During normal stop this same  contactor is opened after a off delay.  The off delay signal comes from the PLC estop enable.  The off delay time is typical of the ramp down of the drive and a little more.

When the start button is pushed the contactor is pulled in and the vfd drive is turned on.

 
cjhut (Electrical)
4 Jun 10 10:02
jreaf,
I left out alot of details to make the point about the electrical problem. These gates are designed with a solenoid that prohibits you to open the gate if all of the interlocks aren't in order. You then have to press a pushbutton to unlock and to relock the gates, again providing all of the interlocks are in order. These are specially designed 2 channel safety switches wired into safety relays.
nelson1805 (Electrical)
4 Jun 10 10:21
I would put the contactor between the VFD and the motor with an auxilliary contact which starts the VFD when the contactor closes.
If it was a gate safety circuit I would have a key operated safety lock on the gate which would do two operations: a)open the VFD contactor instantly and b) initiate a delay timer wich would time out before the gate could be opened. This would allow sufficient time for the machine to run down to a stop before entry.
To take it a stage further I would install two contactors between the VFD and the motor (contacts in series, coils in parallel). The contactors could then be monitored by a safety relay and if one contactor should stick or "weld" closed, the machine could not be restarted after a stop command because the safety relay would not reset.    
LionelHutz (Electrical)
4 Jun 10 11:36
Geeze, I don't see the point in nit-picking the details of cjhut's example. Basically, he posted that he ran into a case where using a contactor to switch the input power to the VFD on and off too quickly caused a field issue, re-enforcing the possible issue I described. Isn't it enough just to know that allowing a circuit the ability to quickly switch the power on and off isn't a good idea?

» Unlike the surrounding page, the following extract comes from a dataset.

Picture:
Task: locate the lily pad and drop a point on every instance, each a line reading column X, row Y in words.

The OP has provided enough detail to know why he's looking to install this conactor so going into details about how to do a safety circuit is pointless as it doesn't address the posted question at all.
paliha (Electrical) (OP)
5 Jun 10 12:37

Thank you for all the voluble contributions made to this thread.

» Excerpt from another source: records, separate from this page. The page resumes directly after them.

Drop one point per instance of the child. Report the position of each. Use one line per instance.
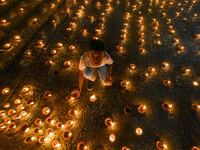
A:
(95, 60)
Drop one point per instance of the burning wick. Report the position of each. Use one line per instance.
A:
(166, 106)
(139, 131)
(93, 98)
(112, 138)
(142, 109)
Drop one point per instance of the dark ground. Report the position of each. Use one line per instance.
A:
(179, 129)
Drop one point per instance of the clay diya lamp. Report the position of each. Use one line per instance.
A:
(166, 106)
(112, 138)
(38, 121)
(47, 94)
(72, 112)
(42, 139)
(81, 146)
(2, 126)
(5, 91)
(127, 110)
(11, 126)
(142, 109)
(69, 123)
(67, 134)
(17, 101)
(24, 128)
(109, 122)
(138, 131)
(93, 98)
(46, 111)
(30, 102)
(55, 144)
(7, 121)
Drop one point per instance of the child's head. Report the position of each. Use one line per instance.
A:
(96, 52)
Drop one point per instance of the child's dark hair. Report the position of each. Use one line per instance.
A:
(96, 45)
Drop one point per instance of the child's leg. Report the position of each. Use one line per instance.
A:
(89, 74)
(102, 72)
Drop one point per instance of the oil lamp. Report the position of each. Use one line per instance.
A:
(42, 139)
(109, 122)
(11, 126)
(55, 144)
(176, 40)
(197, 36)
(161, 146)
(166, 82)
(132, 66)
(165, 64)
(67, 10)
(2, 113)
(7, 121)
(195, 83)
(48, 120)
(21, 10)
(15, 117)
(38, 121)
(23, 113)
(72, 47)
(30, 102)
(72, 112)
(112, 138)
(142, 109)
(7, 105)
(17, 101)
(49, 131)
(119, 48)
(24, 127)
(7, 46)
(2, 126)
(46, 111)
(184, 19)
(3, 21)
(60, 44)
(139, 131)
(81, 146)
(34, 20)
(69, 123)
(67, 134)
(36, 130)
(151, 69)
(28, 139)
(47, 94)
(5, 91)
(125, 148)
(185, 70)
(159, 43)
(20, 107)
(157, 35)
(17, 37)
(67, 63)
(59, 125)
(11, 112)
(93, 98)
(195, 107)
(166, 106)
(127, 110)
(124, 84)
(195, 148)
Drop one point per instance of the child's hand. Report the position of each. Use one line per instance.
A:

"Why do you feel the need for a contactor at all?" – I really do not have an answer other than that I have seen it as a practice.

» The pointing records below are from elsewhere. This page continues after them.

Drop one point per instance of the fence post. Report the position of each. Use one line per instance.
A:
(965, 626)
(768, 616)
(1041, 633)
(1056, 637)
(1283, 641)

Deep discharging of the capacitors seems to be the issue, as high inrush current is generated every time the drive is switched on.

If the contactor between line and the drive is for the emergency stop, better way would be to use "use a no-volt release or a shunt trip" as suggested by ScottyUK. This will save space, cost and additional heat dissipated in the contactor coil.

If the contactor between the drive and the motor for emergency stop, there may be an advantage as complete isolation can be achieved immediately without waiting for the drive capacitors to discharge. But the drive rep claims there is a logic input to achieve the same.

However for my application (pumping water) I do not see any advantage in having a contactor, if I can use shunt trip to disconnect power under fault.